Meta AI released Llama 3, the latest generation of their open-source large language model (LLM) family. The model is available in 8B and 70B parameter sizes, each with a base and instruction-tuned variant. Llama3 outperforms other LLMs of the same parameter size on standard LLM benchmarks.
Meta calls the new generation a "major leap" over Llama 2. There are several architecture changes, including a better tokenizer and a more efficient grouped query attention (GQA) mechanism. Llama 3 is trained on 15T tokens of publicly-available text data: 7x more than Llama 2. The instruction-tuned variant was trained with a combination of methods, including proximal policy optimization (PPO) and direct preference optimization (DPO), which improved the model's performance on coding and reasoning tasks. Along with the models, Meta released new safety tools, including Code Shield, a filter for detecting insecure code generated by Llama 3. According to Meta,
The text-based models we are releasing today are the first in the Llama 3 collection of models. Our goal in the near future is to make Llama 3 multilingual and multimodal, have longer context, and continue to improve overall performance across core LLM capabilities such as reasoning and coding.

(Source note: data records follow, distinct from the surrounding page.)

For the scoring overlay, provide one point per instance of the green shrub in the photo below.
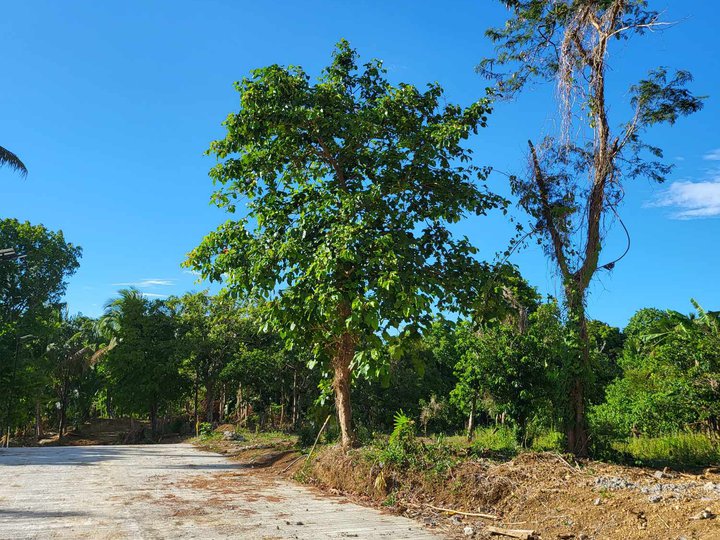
(549, 441)
(205, 429)
(401, 447)
(683, 448)
(498, 439)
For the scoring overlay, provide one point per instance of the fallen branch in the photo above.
(522, 534)
(293, 462)
(470, 514)
(317, 439)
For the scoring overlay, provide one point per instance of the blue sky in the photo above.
(111, 106)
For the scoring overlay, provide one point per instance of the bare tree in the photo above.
(575, 179)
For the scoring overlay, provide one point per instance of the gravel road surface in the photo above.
(169, 491)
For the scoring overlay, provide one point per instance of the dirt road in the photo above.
(168, 491)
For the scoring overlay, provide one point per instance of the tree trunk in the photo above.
(153, 420)
(471, 418)
(62, 427)
(221, 412)
(238, 405)
(38, 420)
(341, 384)
(195, 407)
(577, 436)
(210, 401)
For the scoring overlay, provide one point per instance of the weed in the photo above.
(683, 448)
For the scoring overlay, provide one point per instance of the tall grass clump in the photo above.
(495, 440)
(682, 448)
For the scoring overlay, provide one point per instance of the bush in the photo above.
(549, 441)
(496, 440)
(683, 448)
(205, 429)
(401, 445)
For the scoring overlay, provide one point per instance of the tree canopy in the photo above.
(351, 184)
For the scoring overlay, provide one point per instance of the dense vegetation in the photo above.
(501, 379)
(346, 290)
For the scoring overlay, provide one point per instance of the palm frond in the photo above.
(7, 158)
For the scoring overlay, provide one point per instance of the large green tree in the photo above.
(350, 184)
(143, 369)
(9, 159)
(31, 287)
(577, 176)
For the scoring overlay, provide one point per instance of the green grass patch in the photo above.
(549, 441)
(500, 440)
(684, 448)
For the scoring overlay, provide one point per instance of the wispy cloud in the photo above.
(146, 283)
(692, 200)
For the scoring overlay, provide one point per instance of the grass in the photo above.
(683, 448)
(495, 440)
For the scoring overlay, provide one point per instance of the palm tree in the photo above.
(7, 158)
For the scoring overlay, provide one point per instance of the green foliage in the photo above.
(143, 370)
(681, 448)
(205, 429)
(31, 289)
(549, 441)
(351, 186)
(402, 444)
(670, 368)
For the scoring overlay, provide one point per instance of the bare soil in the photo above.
(543, 492)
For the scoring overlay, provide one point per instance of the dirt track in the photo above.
(168, 491)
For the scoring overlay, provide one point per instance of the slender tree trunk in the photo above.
(341, 385)
(210, 401)
(471, 418)
(577, 436)
(62, 428)
(221, 412)
(294, 397)
(238, 405)
(195, 407)
(153, 420)
(38, 421)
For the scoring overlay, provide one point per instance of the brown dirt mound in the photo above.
(541, 492)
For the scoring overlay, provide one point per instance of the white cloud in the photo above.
(146, 283)
(692, 200)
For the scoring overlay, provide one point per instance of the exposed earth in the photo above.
(170, 491)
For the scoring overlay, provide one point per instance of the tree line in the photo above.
(343, 263)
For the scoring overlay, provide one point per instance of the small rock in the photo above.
(612, 483)
(705, 514)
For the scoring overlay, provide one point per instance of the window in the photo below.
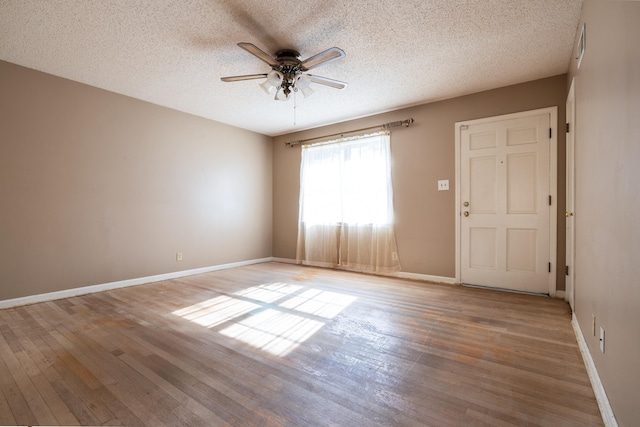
(346, 205)
(347, 183)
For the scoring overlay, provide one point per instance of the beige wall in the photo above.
(607, 220)
(96, 187)
(421, 155)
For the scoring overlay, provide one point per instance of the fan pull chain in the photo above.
(295, 105)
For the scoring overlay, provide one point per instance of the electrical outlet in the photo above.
(443, 184)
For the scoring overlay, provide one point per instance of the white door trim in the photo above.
(553, 184)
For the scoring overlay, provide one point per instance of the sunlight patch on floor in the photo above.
(274, 317)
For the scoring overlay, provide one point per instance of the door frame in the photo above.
(570, 248)
(553, 185)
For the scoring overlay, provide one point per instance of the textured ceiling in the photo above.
(399, 53)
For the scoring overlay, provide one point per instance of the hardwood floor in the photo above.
(275, 344)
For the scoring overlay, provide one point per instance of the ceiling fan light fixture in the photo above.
(282, 95)
(267, 87)
(303, 83)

Meta released the first generation of LLaMA (Large Language Model Meta AI) in early 2023, then followed it with Llama 2 and Code Llama. The models showed similar performance to LLMs, such as GPT-3 and Google's PaLM, that had 10x the parameters. The models are released under a "bespoke commercial license" which restricts the number of monthly active users that Llama-based apps can support.
Behind Llama 3's state-of-the-art performance is the training dataset and the amount of training computation. Meta collected "data of the highest quality," using Llama 2 to train a set of text classifiers to filter out low-quality data. The research team also found that training the model with more than the Chinchilla-optimal amount of compute brought continued performance gains.
In the first week after the Llama 3 release, Meta claimed that the weights were downloaded "over 1.2 million times," and that 3rd-party developers had trained "over 600 derivative models" and made them available on Huggingface. Other 3rd-party contributions include increasing the model's context window. Meta also claims that they are currently training a version of Llama 3 with more than 400B parameters, using their 24K-GPU Grand Teton clusters.
In a discussion about Llama 3 on Hacker News, one user pointed out that Meta's performance evaluation did not compare the model to GPT-4 or to Claude Opus. Another user explained:
They didn't compare against the best models because they were trying to do "in class" comparisons, and the 70B model is in the same class as Sonnet (which they do compare against) and GPT3.5 (which is much worse than Sonnet). If they're beating Sonnet that means they're going to be within stabbing distance of Opus and GPT-4 for most tasks, with the only major difference probably arising in extremely difficult reasoning benchmarks. Since Llama is open source, we're going to see fine tunes and LoRAs though, unlike Opus.
Meta currently requires users to submit an access request before downloading the model weights. The model is also available to use in AWS, GCP, and Azure. Meta has also integrated Llama 3 into their Meta AI assistant.